Iran Uses Video Games To Spread Propaganda
The Iranian government released a video game on the second martyrdom anniversary of commander Qasem Soleimani in 2022.
The title is “Commander of the Resistance: Amerli Battle,” and it is a first-person shooter set in Iraq.
It lets you play as Soleimani fighting Islamic State militants laying siege to a town based on a real-life event in 2014.
How does the government describe its video game?
The Tehran Times is the “Islamic Republic of Iran’s first English daily newspaper,” and it shared a few details about the government-sponsored video game.
The news outlet says Monadian Media produced the game. It is an institute of the Basij Cyberspace Organization specializing in games and animations.

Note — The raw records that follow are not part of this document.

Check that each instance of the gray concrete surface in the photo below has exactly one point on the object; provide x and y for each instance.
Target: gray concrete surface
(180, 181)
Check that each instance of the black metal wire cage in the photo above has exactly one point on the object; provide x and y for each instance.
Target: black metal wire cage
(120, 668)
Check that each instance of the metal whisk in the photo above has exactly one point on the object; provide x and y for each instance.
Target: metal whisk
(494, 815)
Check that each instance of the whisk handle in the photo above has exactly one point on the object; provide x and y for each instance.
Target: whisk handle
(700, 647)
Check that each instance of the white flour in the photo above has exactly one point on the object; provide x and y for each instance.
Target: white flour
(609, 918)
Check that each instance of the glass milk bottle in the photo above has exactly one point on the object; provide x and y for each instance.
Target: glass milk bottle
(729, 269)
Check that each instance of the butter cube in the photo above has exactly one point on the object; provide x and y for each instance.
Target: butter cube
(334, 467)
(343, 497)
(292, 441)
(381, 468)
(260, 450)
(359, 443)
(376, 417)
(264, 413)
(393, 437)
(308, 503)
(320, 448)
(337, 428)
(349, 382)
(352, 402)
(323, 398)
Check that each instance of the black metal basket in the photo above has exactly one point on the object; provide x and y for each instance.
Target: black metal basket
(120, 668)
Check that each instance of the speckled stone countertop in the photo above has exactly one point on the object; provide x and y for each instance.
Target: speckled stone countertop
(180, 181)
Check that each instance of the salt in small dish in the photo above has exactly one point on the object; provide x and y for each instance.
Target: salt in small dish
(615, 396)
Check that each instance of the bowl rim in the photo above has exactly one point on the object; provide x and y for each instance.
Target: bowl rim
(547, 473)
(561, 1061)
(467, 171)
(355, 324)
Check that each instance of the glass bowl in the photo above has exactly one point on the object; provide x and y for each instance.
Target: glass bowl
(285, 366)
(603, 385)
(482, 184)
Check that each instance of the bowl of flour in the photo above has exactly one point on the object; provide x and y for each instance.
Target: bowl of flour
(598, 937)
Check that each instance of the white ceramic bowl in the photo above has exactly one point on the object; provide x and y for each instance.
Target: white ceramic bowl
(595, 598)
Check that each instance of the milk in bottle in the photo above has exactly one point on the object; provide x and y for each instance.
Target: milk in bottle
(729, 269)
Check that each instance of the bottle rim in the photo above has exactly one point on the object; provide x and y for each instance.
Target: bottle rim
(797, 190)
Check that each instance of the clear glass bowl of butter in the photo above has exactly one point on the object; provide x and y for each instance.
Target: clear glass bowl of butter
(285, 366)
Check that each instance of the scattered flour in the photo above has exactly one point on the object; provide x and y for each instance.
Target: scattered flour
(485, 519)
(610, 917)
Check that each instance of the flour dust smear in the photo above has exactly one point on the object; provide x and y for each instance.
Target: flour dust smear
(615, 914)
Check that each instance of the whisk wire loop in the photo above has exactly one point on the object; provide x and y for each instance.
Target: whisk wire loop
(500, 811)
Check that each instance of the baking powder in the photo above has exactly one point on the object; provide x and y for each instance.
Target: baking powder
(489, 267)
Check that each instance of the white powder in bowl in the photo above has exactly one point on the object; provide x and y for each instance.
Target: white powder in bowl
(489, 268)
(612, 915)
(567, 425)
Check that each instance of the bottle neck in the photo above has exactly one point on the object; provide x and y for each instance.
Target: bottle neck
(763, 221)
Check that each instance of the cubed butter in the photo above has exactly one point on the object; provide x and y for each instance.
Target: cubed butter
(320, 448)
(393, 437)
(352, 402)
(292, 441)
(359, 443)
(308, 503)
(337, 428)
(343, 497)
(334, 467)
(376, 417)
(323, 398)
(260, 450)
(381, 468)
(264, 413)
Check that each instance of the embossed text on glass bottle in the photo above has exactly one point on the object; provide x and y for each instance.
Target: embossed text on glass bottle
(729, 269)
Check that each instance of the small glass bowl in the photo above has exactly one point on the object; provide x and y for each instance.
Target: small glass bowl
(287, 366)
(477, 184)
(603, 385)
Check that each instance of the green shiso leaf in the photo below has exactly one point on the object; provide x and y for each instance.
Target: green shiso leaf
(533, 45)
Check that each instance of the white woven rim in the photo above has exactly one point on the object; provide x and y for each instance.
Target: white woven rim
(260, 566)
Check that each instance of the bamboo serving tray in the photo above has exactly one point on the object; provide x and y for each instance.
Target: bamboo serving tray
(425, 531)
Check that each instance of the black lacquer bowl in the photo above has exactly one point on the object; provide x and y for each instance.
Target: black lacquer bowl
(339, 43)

Its director Moslem Moein allegedly shared a few words about “Commander of the Resistance: Amerli Battle” during Qasam Soleimani’s anniversary ceremony.
Moein said, “specialized production of computer games is in line with the country’s policy to use the great potentials of cyberspace.”
“The Islamic Revolution’s general strategy is defensive, and in this game, we are promoting our defensive strategy,” he added.
Also, The Tehran Times reminded readers of General Soleimani’s key role in breaking the 89-day siege of the northern Iraqi town of Amerli.
The state news outlet said he “has become the subject of several computer games and films,” That includes “Commander of the Resistance: Amerli Battle.”
What did an anonymous developer say about the game?
Wired also reported on the state-sponsored first-person shooter video game.
The outlet said, “the Islamic Republic has increasingly invested in producing video games, in the hope that it can use them to influence young people.”
Moreover, Wired said the game’s narrative allegedly portrays domestic opponents like the Woman, Life, Freedom movement as sectarian extremists.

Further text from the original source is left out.